Clearly, that didn’t happen. As it turned out, human knowledge is far too complex to be encoded in a set of rules connected by logical statements. However much computer scientists tried to load up their machines with expert knowledge, there would always be huge gaps in understanding. Put simply, rule-based systems don’t scale to the level of human intelligence.

What’s different about artificial intelligence systems like TensorFlow is that they learn. So Google is also sharing how it trains its algorithms, allowing developers with even limited expertise in artificial intelligence to create useful applications.

Let’s return to our plumbing example once again. After training the system on a few thousand images and getting input from human experts, it would begin to recognize important attributes of plumbing supplies. It wouldn’t be perfect, but it would be able to help humans narrow down the options and save a lot of time. A feedback mechanism could be included in the app, so it could continue to learn from its mistakes.

Keep in mind that none of this would be quick or easy, but still, the potential of Google’s technology is clear. It can’t produce an all-knowing, all-seeing master race of robots, but it does open up vast possibilities for humans to collaborate more effectively with machines.

Opening Up TensorFlow

TensorFlow is, of course, an extremely valuable technology. Machine learning itself sits at the outer bounds of computer science and Google is one of the few companies that has an advanced capability in the field. So why would it release the code to the public where anybody, even competitors, can see it?

The decision to open-source was the brainchild of Jeff Dean, who felt that the company’s innovation efforts were being hampered by the slow pace of normal science. Google researchers would write a paper, which would then be discussed at a conference some months later. Months after that somebody else would write another paper building on their work.

Dean saw that open-sourcing TensorFlow could significantly accelerate the process. Rather than having to wait for the next paper or conference, Google's researchers could actively collaborate with the scientific community in real-time. Smart people outside of Google could also improve the source code and, by sharing machine learning techniques more broadly, it would help populate the field with more technical talent.

“Having this system open-sourced we’re able to collaborate with many other researchers at universities and startups, which gives us new ideas about how we can advance our technology. Since we made the decision to open-source, the code runs faster, it can do more things and it’s more flexible and convenient,” says Rajat Monga, who leads the TensorFlow team.
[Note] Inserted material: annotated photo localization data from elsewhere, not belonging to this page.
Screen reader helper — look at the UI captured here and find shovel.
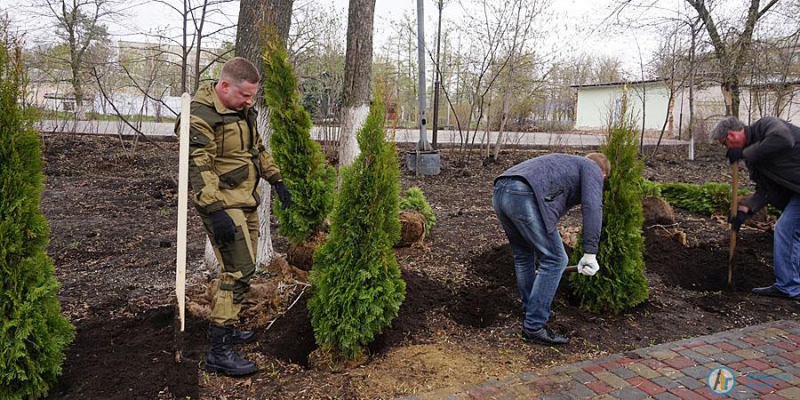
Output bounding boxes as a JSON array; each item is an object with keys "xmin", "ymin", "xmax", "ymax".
[{"xmin": 728, "ymin": 163, "xmax": 739, "ymax": 287}]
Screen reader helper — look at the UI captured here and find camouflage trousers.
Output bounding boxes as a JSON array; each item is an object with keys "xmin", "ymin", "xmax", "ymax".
[{"xmin": 200, "ymin": 208, "xmax": 259, "ymax": 326}]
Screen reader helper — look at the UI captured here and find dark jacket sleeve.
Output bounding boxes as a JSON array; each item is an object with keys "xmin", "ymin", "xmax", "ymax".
[
  {"xmin": 580, "ymin": 164, "xmax": 604, "ymax": 254},
  {"xmin": 744, "ymin": 118, "xmax": 795, "ymax": 163}
]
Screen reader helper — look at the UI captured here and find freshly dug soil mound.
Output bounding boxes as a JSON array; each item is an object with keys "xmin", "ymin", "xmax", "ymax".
[
  {"xmin": 46, "ymin": 307, "xmax": 204, "ymax": 400},
  {"xmin": 642, "ymin": 196, "xmax": 676, "ymax": 225},
  {"xmin": 398, "ymin": 210, "xmax": 426, "ymax": 246},
  {"xmin": 643, "ymin": 227, "xmax": 775, "ymax": 292},
  {"xmin": 287, "ymin": 231, "xmax": 328, "ymax": 271}
]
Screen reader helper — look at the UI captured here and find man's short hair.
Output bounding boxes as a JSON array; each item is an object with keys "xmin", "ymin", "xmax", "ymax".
[
  {"xmin": 710, "ymin": 116, "xmax": 745, "ymax": 142},
  {"xmin": 586, "ymin": 152, "xmax": 610, "ymax": 176},
  {"xmin": 220, "ymin": 57, "xmax": 260, "ymax": 86}
]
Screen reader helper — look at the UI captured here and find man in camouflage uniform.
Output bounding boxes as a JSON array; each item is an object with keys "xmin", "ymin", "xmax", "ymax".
[{"xmin": 179, "ymin": 57, "xmax": 292, "ymax": 375}]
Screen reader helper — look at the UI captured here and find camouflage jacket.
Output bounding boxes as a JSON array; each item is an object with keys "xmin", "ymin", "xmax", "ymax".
[{"xmin": 177, "ymin": 81, "xmax": 281, "ymax": 214}]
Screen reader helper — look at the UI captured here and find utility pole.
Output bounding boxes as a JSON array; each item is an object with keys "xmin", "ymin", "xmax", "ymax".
[
  {"xmin": 407, "ymin": 0, "xmax": 440, "ymax": 175},
  {"xmin": 431, "ymin": 0, "xmax": 444, "ymax": 149}
]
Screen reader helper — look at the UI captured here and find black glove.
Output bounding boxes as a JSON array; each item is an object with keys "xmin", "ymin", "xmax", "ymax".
[
  {"xmin": 274, "ymin": 181, "xmax": 292, "ymax": 210},
  {"xmin": 728, "ymin": 210, "xmax": 748, "ymax": 231},
  {"xmin": 210, "ymin": 210, "xmax": 237, "ymax": 246},
  {"xmin": 726, "ymin": 147, "xmax": 744, "ymax": 164}
]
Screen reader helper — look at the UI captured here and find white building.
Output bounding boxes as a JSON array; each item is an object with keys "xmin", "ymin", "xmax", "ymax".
[{"xmin": 572, "ymin": 79, "xmax": 800, "ymax": 140}]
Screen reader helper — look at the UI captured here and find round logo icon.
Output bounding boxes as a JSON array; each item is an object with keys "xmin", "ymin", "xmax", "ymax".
[{"xmin": 707, "ymin": 366, "xmax": 736, "ymax": 395}]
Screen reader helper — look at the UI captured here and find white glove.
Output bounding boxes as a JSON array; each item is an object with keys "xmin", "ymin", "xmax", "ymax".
[{"xmin": 577, "ymin": 253, "xmax": 600, "ymax": 276}]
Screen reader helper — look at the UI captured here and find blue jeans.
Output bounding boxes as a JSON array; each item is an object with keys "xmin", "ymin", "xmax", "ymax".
[
  {"xmin": 773, "ymin": 194, "xmax": 800, "ymax": 297},
  {"xmin": 493, "ymin": 177, "xmax": 568, "ymax": 330}
]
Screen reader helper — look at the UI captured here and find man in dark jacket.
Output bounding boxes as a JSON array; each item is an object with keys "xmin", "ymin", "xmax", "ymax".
[
  {"xmin": 712, "ymin": 116, "xmax": 800, "ymax": 300},
  {"xmin": 493, "ymin": 153, "xmax": 609, "ymax": 345}
]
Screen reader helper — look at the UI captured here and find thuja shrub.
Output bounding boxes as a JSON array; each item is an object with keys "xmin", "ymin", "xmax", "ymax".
[
  {"xmin": 263, "ymin": 38, "xmax": 335, "ymax": 244},
  {"xmin": 0, "ymin": 34, "xmax": 75, "ymax": 399},
  {"xmin": 399, "ymin": 187, "xmax": 436, "ymax": 237},
  {"xmin": 570, "ymin": 108, "xmax": 648, "ymax": 314},
  {"xmin": 308, "ymin": 101, "xmax": 406, "ymax": 360}
]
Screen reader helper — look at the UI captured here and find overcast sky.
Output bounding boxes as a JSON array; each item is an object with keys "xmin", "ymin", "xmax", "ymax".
[{"xmin": 7, "ymin": 0, "xmax": 664, "ymax": 75}]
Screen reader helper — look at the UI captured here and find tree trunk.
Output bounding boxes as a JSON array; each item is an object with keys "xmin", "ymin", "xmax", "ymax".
[
  {"xmin": 207, "ymin": 0, "xmax": 294, "ymax": 270},
  {"xmin": 338, "ymin": 0, "xmax": 377, "ymax": 167}
]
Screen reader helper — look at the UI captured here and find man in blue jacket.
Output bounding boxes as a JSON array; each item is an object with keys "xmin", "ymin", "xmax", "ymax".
[
  {"xmin": 493, "ymin": 153, "xmax": 609, "ymax": 345},
  {"xmin": 712, "ymin": 116, "xmax": 800, "ymax": 300}
]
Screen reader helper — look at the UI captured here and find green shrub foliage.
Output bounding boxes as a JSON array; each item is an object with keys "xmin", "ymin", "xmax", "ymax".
[
  {"xmin": 308, "ymin": 101, "xmax": 406, "ymax": 360},
  {"xmin": 263, "ymin": 39, "xmax": 336, "ymax": 244},
  {"xmin": 399, "ymin": 187, "xmax": 436, "ymax": 237},
  {"xmin": 658, "ymin": 182, "xmax": 746, "ymax": 216},
  {"xmin": 570, "ymin": 108, "xmax": 649, "ymax": 314},
  {"xmin": 0, "ymin": 37, "xmax": 75, "ymax": 399}
]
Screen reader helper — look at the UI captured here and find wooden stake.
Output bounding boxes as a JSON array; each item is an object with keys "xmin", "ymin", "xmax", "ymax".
[
  {"xmin": 728, "ymin": 163, "xmax": 739, "ymax": 287},
  {"xmin": 175, "ymin": 93, "xmax": 191, "ymax": 361}
]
Building Ecosystems Of Value

From a traditional point of view, Google’s decision to open-source its machine learning tools may seem strange. We couldn’t imagine Coca-Cola releasing its famous formula to the public and even many tech companies, such as Apple, are famously secretive about their products and processes. Even Google keeps many things, like its search algorithms, close to the vest.

Yet the world is changing. It used to be that the surest path to success was to optimize the value chain. By honing internal processes and building scale, you could improve your negotiating position with both customers and suppliers, creating even more efficiency still. That’s how you built a sustainable competitive advantage.

Now, however, the most successful products arise out of ecosystems of value. Sure, Google employs some very smart people, but they can only advance technology if they are firmly embedded in the greater scientific community. It also needs legions of others to expand the reach of its work through embedding Google technology into their own products.

That’s why, like Google, many other cutting edge companies are sharing key technologies openly. Soon after Google released TensorFlow, Facebook announced it would open source its own library of AI tools. Tesla open-sourced its electric car patents. Even more recently, IBM shared its quantum computing platform on the cloud.

Today we live in a semantic economy where everything connects and competitive advantage goes not to those who best reduce costs and leverage assets, but those who create new informational value for the entire ecosystem. Power no longer resides at the top of the heap, but rather at the center of networks.